Brand Finance plc’s Chief Executive Mr David Haigh, who presented the award, said, “2008 saw the oil and gas industry operating in a highly challenging environment with escalating costs, forcing companies to incur high capital expenditures. Despite this, the PETRONAS Group managed to contain the impact of rising costs, and posted a 21.2 per cent and 31.5 per cent increase in revenue and net profit respectively from 2007. PETRONAS’ performance has also, in part, benefitted from the higher average oil price in 2008 compared to previous years.”
Mr Haigh added that PETRONAS is a company “that does its community service diligently, by quietly going away and doing it, which is quite different from most companies. PETRONAS always delivers and it comes out from the heart. That’s why PETRONAS is the No. 1 brand.”
Receiving the award on behalf of PETRONAS was Group Corporate Affairs’ General Manager for Strategy & Performance, Pn Noor Afiza M Yusoff. The award was presented at a ceremony held at Mandarin Oriental, Kuala Lumpur on 25 June 2009.
Trailing PETRONAS in the Top 10 list of the Most Valuable Malaysian Brands are Genting Berhad, Tenaga Nasional Berhad, Maxis Communications Berhad, YTL Corporation Berhad, Sime Darby Berhad, Malayan Banking Berhad, Telekom Malaysia, IOI Group and Resorts World Berhad.
AirAsia Berhad emerged as the Best Performing Malaysian Brand. “It has bucked the trend followed by other airlines that have reduced capacity and frequency of air travel, thus demonstrating resilience, tenacity and prowess,” said Mr Haigh.
Moving forward, he noted that large and stable brands with significant reach and share of voice would “gain exceptional market share in 2009, as short-sighted competitors blindly cut brand support during these challenging yet opportunistic times.”
He added that the question that brand owners should ask is, ‘What should be done to prepare for the upturn of the economy?’ “Now is the time to prepare and invest; more deeply understand the drivers to your brand value; sharpen your brand’s positioning and key points of difference; ensure organisational alignment to support consistency of brand delivery; increase value by acquisition; and promote and internationalise your brand.”
The Brand Finance Report on Malaysia’s Intangible Assets and Brands is based on an independent and unbiased analysis, according to Brand Finance Singapore.

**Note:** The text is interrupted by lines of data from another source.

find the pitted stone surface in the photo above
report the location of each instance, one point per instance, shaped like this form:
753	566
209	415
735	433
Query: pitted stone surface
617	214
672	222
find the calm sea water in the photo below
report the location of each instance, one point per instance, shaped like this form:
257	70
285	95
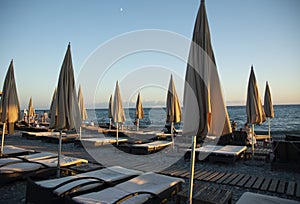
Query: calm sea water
286	120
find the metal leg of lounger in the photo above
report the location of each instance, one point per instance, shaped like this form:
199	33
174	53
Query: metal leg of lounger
192	167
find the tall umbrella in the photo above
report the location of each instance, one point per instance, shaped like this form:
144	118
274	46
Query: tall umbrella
254	108
173	109
139	111
118	114
205	110
268	107
82	108
109	113
67	109
9	103
31	111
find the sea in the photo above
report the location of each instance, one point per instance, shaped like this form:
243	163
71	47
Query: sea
286	120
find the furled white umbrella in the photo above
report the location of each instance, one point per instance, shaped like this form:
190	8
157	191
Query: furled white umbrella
268	107
139	111
9	103
173	109
31	111
82	108
254	108
204	106
109	113
118	114
65	108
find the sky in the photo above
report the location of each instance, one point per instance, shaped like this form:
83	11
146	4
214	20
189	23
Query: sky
105	36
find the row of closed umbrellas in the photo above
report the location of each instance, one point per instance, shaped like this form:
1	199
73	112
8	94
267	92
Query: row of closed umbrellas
205	109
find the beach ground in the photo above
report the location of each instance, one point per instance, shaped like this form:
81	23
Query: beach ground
15	192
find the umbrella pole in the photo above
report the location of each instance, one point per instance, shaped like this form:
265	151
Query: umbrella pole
192	167
2	142
117	133
59	154
252	140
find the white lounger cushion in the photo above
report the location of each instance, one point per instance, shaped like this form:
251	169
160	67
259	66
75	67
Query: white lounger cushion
109	174
51	162
9	149
149	182
250	198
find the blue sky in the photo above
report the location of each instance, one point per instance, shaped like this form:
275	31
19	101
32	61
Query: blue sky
265	33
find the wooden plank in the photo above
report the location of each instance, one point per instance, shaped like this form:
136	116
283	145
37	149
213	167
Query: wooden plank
258	182
205	175
273	185
291	188
265	184
230	178
298	190
237	179
281	186
211	176
220	175
243	181
224	177
250	182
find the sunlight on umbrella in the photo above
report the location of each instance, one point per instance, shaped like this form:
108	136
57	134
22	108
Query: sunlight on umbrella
139	111
268	108
173	109
82	108
65	108
254	108
9	103
117	109
204	106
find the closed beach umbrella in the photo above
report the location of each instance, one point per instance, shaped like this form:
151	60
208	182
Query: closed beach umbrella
204	106
254	108
109	113
82	108
118	114
268	107
67	109
9	103
173	109
31	111
139	111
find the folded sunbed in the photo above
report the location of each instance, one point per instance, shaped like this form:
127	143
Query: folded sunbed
249	198
54	190
150	147
10	150
148	187
21	169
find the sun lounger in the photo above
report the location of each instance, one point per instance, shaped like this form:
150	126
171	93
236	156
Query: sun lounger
148	187
150	147
9	150
95	142
249	198
21	169
228	153
54	190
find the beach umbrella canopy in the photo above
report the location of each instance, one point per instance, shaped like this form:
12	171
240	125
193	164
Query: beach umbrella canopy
268	105
173	109
66	103
65	107
254	108
204	106
109	113
81	104
10	102
31	111
139	111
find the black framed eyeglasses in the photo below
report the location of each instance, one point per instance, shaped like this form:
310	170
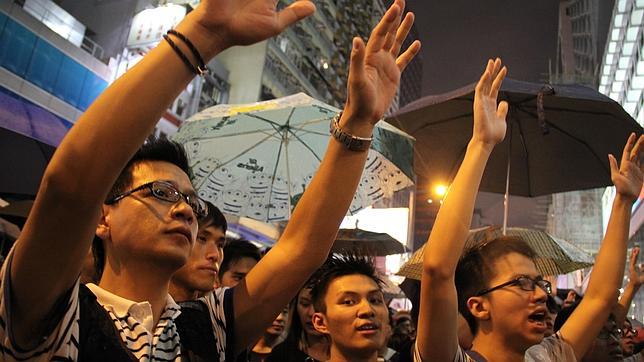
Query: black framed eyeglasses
524	282
166	191
628	331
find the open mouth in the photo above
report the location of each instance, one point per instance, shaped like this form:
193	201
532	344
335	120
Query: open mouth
369	327
538	318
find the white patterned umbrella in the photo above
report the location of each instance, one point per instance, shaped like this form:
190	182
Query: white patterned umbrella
256	160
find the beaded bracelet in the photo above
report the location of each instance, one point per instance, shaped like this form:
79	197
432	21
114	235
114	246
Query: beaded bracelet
200	69
201	65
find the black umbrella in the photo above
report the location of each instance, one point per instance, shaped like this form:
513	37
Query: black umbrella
367	242
558	137
22	163
29	135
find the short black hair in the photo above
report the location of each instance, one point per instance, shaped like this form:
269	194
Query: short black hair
338	265
235	250
475	269
154	149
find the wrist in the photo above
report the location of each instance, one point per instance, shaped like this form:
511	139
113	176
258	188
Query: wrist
207	42
624	200
357	126
481	147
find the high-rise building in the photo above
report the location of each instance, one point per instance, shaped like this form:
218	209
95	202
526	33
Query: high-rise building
581	39
577	216
622	79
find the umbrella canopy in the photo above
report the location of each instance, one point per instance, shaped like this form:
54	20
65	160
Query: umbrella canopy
367	242
554	256
558	137
256	160
28	138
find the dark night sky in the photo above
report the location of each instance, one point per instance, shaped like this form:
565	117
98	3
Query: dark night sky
458	36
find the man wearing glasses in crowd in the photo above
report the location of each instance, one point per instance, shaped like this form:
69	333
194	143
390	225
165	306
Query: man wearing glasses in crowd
148	234
496	286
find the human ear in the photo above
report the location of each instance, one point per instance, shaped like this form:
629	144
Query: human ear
103	227
319	323
478	307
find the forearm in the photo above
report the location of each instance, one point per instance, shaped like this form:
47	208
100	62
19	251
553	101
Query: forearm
608	271
439	305
452	224
621	309
58	233
317	217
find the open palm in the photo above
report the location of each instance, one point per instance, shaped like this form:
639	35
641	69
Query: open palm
243	22
374	73
489	119
628	177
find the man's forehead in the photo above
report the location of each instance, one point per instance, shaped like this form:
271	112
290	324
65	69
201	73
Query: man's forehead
514	264
353	283
146	171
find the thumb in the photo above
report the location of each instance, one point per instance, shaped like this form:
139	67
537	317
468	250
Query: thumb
613	165
295	12
502	110
356	66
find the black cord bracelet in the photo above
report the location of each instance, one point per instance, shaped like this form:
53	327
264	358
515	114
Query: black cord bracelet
183	57
201	65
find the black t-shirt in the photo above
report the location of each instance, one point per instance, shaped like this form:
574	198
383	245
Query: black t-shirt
287	352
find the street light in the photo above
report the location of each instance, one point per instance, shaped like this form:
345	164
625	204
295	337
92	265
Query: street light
440	190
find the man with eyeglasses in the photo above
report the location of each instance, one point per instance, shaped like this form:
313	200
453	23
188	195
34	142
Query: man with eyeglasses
496	286
148	234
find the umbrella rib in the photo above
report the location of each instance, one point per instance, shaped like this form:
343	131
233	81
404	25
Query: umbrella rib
305	145
231	135
443	121
247	149
592	113
582	142
277	162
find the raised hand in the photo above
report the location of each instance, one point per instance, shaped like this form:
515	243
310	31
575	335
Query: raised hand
628	177
489	119
374	72
635	270
244	22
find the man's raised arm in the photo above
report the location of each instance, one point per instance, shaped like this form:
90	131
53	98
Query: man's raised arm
437	322
374	75
48	256
588	319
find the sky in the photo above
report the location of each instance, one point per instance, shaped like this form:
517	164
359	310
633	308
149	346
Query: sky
458	36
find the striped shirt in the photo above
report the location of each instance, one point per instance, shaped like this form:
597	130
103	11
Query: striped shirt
133	321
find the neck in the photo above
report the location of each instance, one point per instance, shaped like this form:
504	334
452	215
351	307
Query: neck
317	347
265	344
494	348
181	293
340	355
137	282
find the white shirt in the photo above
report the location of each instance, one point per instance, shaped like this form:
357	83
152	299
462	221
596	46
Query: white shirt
133	321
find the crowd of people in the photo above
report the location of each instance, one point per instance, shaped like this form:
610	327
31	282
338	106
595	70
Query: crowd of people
162	283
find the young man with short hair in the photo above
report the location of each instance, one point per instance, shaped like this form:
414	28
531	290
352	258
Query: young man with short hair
350	308
148	222
240	256
198	275
507	309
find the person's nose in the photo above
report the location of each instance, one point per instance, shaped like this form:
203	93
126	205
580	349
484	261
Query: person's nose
365	310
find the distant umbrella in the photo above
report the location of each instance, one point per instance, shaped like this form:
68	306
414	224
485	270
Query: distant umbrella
554	256
367	242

The objective of the report is to highlight that Malaysian companies can do more to leverage the value of their intangible assets and brands.
According to the report, the total value of Malaysia’s 50 largest brands and brand portfolios is RM61 billion, representing a 5.8 per cent decline over last year’s study. In addition, the brand values of most companies have decreased, especially for those in the banking industry due to the subprime crisis that affected the global financial market.
The Brand Finance Report uses the ‘Royalty Relief’ methodology, which is based on the notion that a brand holding company owns the brand and licenses it to an operating company. The notional price paid by the operating company to the brand company is expressed as a royalty rate. The Net Present Value of all forecast royalties represents the value of the brand to the business.